O ministro do Supremo Tribunal Federal (STF), Alexandre de Moraes, negou nesta terça-feira, 16, o pedido do tenente-coronel Mauro Cid para revogar medidas cautelares, incluindo o uso de tornozeleira eletrônica e a devolução de passaportes. Cid foi condenado a dois anos de prisão em regime aberto por sua participação em uma tentativa de golpe de Estado, beneficiando-se de um acordo de delação premiada.

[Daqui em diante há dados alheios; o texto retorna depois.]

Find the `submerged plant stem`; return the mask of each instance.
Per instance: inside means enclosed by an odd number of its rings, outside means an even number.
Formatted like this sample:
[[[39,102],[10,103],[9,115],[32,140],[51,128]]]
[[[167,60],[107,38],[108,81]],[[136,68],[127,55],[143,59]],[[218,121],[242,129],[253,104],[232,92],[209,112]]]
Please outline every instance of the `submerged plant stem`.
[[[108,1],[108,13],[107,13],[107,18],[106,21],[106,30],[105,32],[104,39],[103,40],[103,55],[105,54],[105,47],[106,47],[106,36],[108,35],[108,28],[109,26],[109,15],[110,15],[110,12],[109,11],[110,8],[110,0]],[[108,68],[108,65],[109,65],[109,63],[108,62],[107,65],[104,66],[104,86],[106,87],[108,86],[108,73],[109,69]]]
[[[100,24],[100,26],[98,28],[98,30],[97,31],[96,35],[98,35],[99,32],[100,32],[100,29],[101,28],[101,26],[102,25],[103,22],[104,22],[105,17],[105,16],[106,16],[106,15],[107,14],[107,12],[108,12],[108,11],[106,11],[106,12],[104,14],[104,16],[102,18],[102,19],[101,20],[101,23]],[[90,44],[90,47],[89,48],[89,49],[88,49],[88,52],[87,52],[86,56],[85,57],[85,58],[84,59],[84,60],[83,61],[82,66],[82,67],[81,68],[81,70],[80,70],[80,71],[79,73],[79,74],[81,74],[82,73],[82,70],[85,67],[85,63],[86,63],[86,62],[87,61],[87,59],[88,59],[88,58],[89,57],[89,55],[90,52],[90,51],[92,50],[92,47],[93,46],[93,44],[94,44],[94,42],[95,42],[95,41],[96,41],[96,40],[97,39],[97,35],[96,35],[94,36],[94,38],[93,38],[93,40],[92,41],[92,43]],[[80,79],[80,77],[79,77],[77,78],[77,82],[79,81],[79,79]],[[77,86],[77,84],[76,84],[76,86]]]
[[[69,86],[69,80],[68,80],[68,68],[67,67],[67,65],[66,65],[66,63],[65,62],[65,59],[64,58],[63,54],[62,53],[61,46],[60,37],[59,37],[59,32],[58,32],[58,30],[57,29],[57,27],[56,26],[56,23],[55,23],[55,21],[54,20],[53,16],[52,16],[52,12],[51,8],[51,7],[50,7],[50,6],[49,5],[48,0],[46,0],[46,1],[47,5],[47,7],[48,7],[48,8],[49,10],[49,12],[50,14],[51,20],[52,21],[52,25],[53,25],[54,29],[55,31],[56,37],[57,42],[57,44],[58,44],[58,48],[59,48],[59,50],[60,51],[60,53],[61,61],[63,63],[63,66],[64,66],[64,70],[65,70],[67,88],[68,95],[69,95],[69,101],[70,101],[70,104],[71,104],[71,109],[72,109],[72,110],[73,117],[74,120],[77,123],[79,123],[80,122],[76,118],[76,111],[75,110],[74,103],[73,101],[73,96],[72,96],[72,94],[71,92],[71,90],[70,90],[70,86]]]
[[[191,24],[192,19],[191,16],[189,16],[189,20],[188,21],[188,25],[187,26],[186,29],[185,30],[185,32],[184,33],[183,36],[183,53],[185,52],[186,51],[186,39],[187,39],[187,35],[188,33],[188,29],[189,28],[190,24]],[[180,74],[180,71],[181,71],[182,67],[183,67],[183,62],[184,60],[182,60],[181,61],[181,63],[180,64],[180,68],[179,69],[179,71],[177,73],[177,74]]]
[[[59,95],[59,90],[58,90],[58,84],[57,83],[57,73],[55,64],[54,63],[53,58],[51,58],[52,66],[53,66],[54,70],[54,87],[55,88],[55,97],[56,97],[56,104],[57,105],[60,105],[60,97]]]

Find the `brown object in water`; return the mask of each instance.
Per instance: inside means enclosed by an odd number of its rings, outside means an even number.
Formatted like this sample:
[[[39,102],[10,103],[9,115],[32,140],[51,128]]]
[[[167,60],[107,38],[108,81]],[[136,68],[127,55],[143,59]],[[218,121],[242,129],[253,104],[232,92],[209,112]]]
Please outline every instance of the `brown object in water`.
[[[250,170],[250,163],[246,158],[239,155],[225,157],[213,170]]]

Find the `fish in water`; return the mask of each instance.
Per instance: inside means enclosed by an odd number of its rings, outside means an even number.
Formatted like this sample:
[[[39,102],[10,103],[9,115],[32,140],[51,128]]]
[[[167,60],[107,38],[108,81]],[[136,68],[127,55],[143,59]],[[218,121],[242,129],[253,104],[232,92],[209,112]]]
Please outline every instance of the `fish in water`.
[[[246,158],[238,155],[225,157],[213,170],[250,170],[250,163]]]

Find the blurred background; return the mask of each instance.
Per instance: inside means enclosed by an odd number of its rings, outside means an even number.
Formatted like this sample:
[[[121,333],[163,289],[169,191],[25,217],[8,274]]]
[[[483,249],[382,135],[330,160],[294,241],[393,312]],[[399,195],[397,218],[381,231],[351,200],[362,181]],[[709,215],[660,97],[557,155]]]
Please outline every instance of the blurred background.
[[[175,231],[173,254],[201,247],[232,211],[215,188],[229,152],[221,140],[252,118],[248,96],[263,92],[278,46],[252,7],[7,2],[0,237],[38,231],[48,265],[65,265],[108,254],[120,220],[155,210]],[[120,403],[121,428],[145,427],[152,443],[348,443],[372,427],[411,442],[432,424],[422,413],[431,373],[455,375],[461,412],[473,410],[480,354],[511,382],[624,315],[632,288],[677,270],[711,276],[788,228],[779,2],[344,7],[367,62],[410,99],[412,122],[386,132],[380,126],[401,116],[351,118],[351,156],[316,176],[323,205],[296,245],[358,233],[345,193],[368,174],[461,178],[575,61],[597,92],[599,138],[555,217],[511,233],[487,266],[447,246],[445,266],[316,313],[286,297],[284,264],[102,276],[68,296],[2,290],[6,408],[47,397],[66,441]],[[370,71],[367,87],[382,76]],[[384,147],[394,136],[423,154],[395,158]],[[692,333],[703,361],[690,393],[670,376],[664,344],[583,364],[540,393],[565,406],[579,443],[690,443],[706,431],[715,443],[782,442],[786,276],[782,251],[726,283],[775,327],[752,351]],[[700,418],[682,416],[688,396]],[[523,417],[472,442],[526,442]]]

A defesa de Cid argumentou que as restrições já cumpridas, como a prisão preventiva e o monitoramento eletrônico, seriam suficientes para encerrar a punição. Além disso, solicitaram a devolução de bens e valores apreendidos. Contudo, Moraes afirmou que a análise do pedido ocorrerá apenas após o trânsito em julgado da ação penal, ou seja, quando não houver mais possibilidade de recurso.

Cid, que já cumpriu dois anos e quatro meses sob medidas cautelares, continua sob vigilância enquanto os recursos contra sua condenação estão pendentes. A Primeira Turma do STF decidiu que crimes contra a democracia não podem ser perdoados, resultando em uma pena mínima de dois anos para o tenente-coronel.

A decisão de Moraes mantém as restrições impostas a Cid, que, apesar de sua colaboração com as investigações, não teve sua situação alterada. Outros réus envolvidos na mesma trama golpista enfrentam penas significativamente mais longas, com o ex-presidente Jair Bolsonaro recebendo a punição mais severa, de 27 anos e três meses de prisão.